La sociedad de consumo para funcionar bien necesita una clase de hombres que cooperen dócilmente en grupos numerosos que quieren consumir más y más, cuyos gustos estén estandarizados y que puedan ser fácilmente influidos y anticipados. Este tipo de sociedad necesita hombres que se sientan libres o independientes, que no estén sometidos a ninguna autoridad o principio o conciencia moral y que no obstante estén dispuestos a ser mandados, a hacer lo previsto, a encajar sin roces en la máquina social. Los hombres actuales son guiados sin fuerza, conducidos sin líderes, impulsados sin ninguna meta, salvo la de continuar en movimiento, de avanzar. Esta clase de hombre es el autómata, persona que se deja dirigir por otra.

El humano, debe trabajar para satisfacer sus deseos, los cuales son constantemente estimulados y dirigidos por la maquinaria económica. El sujeto automatizado se enfrenta a una situación peligrosa, ya que su razón se deteriora y decrece su inteligencia, adquiriendo la fuerza material más poderosa sin la sabiduría para emplearla.

El peligro que el autor ve en el futuro del humano es que éstos se conviertan en robots. Verdad es que los robots no se rebelan. Pero dada la naturaleza del humano, los robots no pueden vivir y mantenerse cuerdos. Entonces buscarán destruir el mundo y destruirse a sí mismos, pues ya no serán capaces de soportar el tedio de una vida falta de sentido y carente por completo de objetivos.

Para superar ese peligro el autor dice que se debe vencer la enajenación, debe vencer las actitudes pasivas y orientadas mercantilmente que ahora lo dominan y elegir en cambio una senda madura y productiva. Debe volver a adquirir el sentimiento de ser él mismo y retomar el valor de su vida interior.

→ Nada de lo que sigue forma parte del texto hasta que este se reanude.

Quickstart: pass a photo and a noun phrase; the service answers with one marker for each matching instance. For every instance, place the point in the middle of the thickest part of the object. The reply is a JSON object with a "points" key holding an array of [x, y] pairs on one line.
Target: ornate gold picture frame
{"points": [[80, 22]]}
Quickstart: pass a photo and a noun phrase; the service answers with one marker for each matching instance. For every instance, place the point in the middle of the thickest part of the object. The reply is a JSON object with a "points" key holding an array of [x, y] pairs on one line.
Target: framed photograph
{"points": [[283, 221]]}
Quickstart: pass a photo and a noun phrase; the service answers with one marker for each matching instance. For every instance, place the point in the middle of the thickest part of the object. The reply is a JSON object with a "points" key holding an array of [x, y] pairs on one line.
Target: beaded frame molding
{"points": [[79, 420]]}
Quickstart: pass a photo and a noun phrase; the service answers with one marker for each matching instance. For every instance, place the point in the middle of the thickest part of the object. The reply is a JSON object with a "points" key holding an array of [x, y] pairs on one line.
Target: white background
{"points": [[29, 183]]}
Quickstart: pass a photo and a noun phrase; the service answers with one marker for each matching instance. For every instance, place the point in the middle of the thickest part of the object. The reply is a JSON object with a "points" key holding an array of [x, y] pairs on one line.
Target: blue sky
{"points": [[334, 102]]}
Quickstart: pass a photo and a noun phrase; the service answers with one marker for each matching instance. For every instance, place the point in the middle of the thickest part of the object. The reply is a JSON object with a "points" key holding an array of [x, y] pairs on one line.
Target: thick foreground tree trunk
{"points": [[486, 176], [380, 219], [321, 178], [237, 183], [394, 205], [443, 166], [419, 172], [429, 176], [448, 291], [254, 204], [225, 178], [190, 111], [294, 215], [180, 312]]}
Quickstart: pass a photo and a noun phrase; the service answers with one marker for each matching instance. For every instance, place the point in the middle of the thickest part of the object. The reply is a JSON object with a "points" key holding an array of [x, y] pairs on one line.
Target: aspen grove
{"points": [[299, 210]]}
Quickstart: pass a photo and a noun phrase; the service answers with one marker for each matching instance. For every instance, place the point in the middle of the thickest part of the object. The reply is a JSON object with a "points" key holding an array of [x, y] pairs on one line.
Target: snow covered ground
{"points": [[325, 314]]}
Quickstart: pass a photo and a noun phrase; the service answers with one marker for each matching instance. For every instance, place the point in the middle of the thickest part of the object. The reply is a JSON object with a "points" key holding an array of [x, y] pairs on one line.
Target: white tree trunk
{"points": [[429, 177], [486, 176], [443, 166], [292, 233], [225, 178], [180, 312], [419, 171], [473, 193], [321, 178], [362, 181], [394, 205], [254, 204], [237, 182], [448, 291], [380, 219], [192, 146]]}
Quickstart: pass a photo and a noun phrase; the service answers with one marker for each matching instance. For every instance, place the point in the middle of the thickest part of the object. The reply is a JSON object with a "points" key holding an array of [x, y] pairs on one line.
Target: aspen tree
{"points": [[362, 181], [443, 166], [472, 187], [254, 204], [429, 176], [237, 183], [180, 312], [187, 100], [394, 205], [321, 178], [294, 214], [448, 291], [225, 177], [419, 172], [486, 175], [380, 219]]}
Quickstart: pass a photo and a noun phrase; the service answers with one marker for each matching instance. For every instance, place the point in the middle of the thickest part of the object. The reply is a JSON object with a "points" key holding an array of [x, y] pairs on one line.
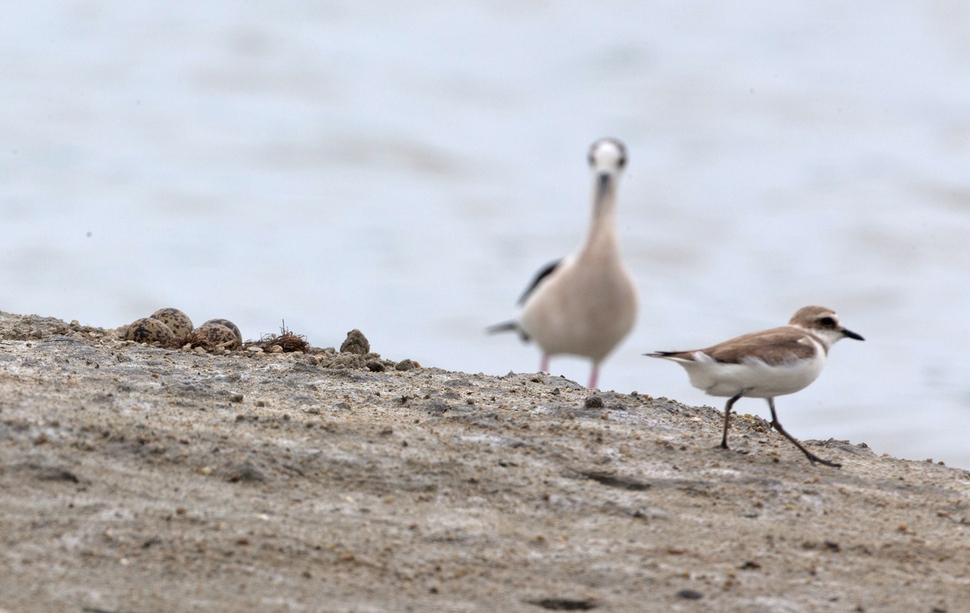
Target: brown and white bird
{"points": [[766, 364], [585, 304]]}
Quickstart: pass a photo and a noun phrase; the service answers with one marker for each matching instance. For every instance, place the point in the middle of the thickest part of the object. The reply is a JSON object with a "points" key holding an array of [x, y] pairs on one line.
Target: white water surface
{"points": [[405, 167]]}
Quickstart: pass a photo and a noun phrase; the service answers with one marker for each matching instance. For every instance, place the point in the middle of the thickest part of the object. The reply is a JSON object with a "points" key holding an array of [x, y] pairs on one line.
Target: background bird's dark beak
{"points": [[602, 182]]}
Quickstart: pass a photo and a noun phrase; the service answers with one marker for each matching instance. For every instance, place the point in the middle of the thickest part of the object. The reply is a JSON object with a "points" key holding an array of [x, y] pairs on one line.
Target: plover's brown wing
{"points": [[773, 347]]}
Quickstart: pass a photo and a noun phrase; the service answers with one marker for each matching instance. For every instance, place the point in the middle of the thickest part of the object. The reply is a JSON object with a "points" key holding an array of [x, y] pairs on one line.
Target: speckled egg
{"points": [[220, 331], [148, 330], [177, 321]]}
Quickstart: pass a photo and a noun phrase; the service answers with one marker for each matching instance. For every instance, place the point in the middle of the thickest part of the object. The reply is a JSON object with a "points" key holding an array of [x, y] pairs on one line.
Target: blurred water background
{"points": [[405, 167]]}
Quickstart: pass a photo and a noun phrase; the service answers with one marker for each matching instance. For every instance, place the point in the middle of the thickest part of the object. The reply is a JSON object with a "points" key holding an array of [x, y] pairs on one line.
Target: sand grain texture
{"points": [[135, 479]]}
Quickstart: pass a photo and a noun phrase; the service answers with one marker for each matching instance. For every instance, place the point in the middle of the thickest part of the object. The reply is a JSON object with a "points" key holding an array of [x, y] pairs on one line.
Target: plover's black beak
{"points": [[602, 182], [851, 334]]}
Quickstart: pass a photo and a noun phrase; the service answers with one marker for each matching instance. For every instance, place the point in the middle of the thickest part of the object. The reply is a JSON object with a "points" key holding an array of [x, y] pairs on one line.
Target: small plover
{"points": [[766, 364], [584, 304]]}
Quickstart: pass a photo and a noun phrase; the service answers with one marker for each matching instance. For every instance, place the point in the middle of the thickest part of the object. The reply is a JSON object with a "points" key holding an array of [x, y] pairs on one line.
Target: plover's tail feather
{"points": [[508, 326]]}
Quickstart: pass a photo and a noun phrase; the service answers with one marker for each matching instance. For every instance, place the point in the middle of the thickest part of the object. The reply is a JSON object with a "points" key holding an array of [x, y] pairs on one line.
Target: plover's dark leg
{"points": [[727, 416], [811, 456]]}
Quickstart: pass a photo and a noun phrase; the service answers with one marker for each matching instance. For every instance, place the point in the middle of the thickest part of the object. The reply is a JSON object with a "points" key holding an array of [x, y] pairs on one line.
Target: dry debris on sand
{"points": [[137, 479]]}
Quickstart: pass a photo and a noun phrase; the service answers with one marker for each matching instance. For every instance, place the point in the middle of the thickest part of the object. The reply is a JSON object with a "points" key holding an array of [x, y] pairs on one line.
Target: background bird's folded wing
{"points": [[542, 274]]}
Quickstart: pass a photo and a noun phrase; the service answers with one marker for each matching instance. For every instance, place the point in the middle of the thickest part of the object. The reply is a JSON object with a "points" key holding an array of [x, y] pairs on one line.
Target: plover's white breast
{"points": [[760, 379], [762, 364]]}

¿Cómo llevas esto? ¿Vives para tener? ¿O está bien para ti tener lo suficiente para vivir?

Detente a pensar este tema con seriedad y profundidad. Las necesidades no han de surgir del egoísmo, la envidia o la ostentación (todo para mí, cuanto más mejor, y si el otro lo tiene o lo es, ¿por qué no lo tengo, o soy yo más?).

La austeridad debería ser el tamiz de nuestros deseos y nuestras necesidades. La austeridad es una forma de ver y vivir la vida que nos puede ayudar a ser más felices.

Si me preguntas qué es la austeridad, te diré lo que no es: No es ostentación, no es vanidad, no es malgastar, no es consumismo, no es tener por tener.

Pero tampoco es “ir de tirado” como se dice hoy en día. Se puede vivir en abundancia, vivir bien. Disminuye tu codicia y serás más rico.